12 May Opting-Out of the Affordable Care Act, an OpEd Perspective
Post written by Linda Stotsky
*Editor's Note: The mission of the Center for Innovation is to transform the delivery and experience of health and health care. This article is poignant on what drives us to innovate in health care.
Twenty-five states didn't take up the Obamacare Medicaid expansion at the beginning of this year. Many of the uninsured are patients in the lowest-income demographic. Instead of having a choice regarding healthcare, millions are on state-run Medicaid programs.
Women make up the majority of poor uninsured adults. My daughter is one of them. She is college educated, speaks English and was born in the USA. Her health coverage is through the state, because her state “opted out” of the ACA. Pre-natal care was unremarkable. She saw NPs for all visits leading up to the birth, with delivery and follow-up hospitalization at a university medical center. Everything seemed to be fine until it wasn’t.
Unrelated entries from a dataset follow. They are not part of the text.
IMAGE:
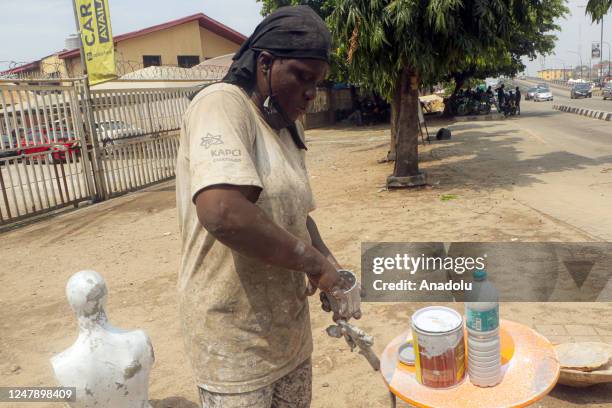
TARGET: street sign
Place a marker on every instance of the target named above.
(96, 39)
(595, 50)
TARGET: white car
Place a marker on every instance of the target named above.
(542, 94)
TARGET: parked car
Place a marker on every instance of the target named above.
(530, 93)
(581, 90)
(607, 91)
(543, 94)
(37, 140)
(5, 148)
(109, 132)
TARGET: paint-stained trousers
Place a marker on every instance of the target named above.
(291, 391)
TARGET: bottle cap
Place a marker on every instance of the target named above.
(480, 274)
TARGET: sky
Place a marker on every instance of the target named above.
(33, 29)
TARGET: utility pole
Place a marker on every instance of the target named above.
(95, 163)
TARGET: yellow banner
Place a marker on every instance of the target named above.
(97, 38)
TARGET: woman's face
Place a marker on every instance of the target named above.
(294, 82)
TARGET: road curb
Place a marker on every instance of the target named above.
(601, 115)
(494, 116)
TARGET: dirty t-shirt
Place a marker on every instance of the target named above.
(245, 324)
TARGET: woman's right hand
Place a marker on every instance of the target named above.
(329, 280)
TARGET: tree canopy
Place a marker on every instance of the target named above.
(395, 46)
(597, 9)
When the baby was about 4 months old she went to a walk-in clinic for what she thought was a toe fungus. This action in all probability saved her life.
Blood work showed an abnormality in her thyroid. The bottom line, Thyroid Cancer. She was a new Mother with an infant at home. A normal, sleep deprived 24-hour day was tiring enough without surgery, radiation therapy and the adverse side effects of Cancer.
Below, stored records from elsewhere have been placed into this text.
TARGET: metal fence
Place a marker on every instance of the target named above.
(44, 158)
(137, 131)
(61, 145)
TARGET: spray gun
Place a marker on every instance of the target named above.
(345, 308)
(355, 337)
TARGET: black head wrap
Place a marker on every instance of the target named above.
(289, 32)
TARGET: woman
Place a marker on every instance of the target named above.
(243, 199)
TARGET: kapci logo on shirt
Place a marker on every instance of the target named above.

She turned to multiple patient portals, and multiple providers of care for information. Written reports were hard to come by. In fact any information related to diagnosis, treatment, care management or prognosis was obtained from Dr. Google. When she finally found something in her medical record via the portal, it made no sense. She was scared and vulnerable, and the diagnoses kept coming. She ended up having two major surgeries within a twelve month period. Hospitalization, radiation, gallbladder surgery and ongoing diabetes management. No one seemed to be “in charge" of communicating much less coordinating care.
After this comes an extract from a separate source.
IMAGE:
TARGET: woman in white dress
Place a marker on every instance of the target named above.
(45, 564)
The Affordable Care Act “puts consumers in charge of their health care. Under the law, a new ‘Patient’s Bill of Rights’ gives the American people the stability and flexibility they need to make informed choices about their health.” Yet the millions of Americans who fall outside the reach of the ACA continue to have VERY limited options for care, coordination and disease management. The Centers for Disease Control and Prevention cited a National Health Interview Survey that found that almost 80 percent of adults who visited EDs over a 12-month period did so because of a lack of access to other healthcare providers.
Such is the life of a woman with cancer, in a state who opted out of the ACA. As we contemplate repealing the ACA in states that recognize informed choice, this is where more patients like Jane are headed. To a system that carries more weight, less transparency and the piling on of medical debt. We will go back to a sick managed care system that never reconciles care improves quality or informs patients. We will be engaged, but not with patients. We will instead be mired in continuous policy debate over the right to make informed choice about healthcare.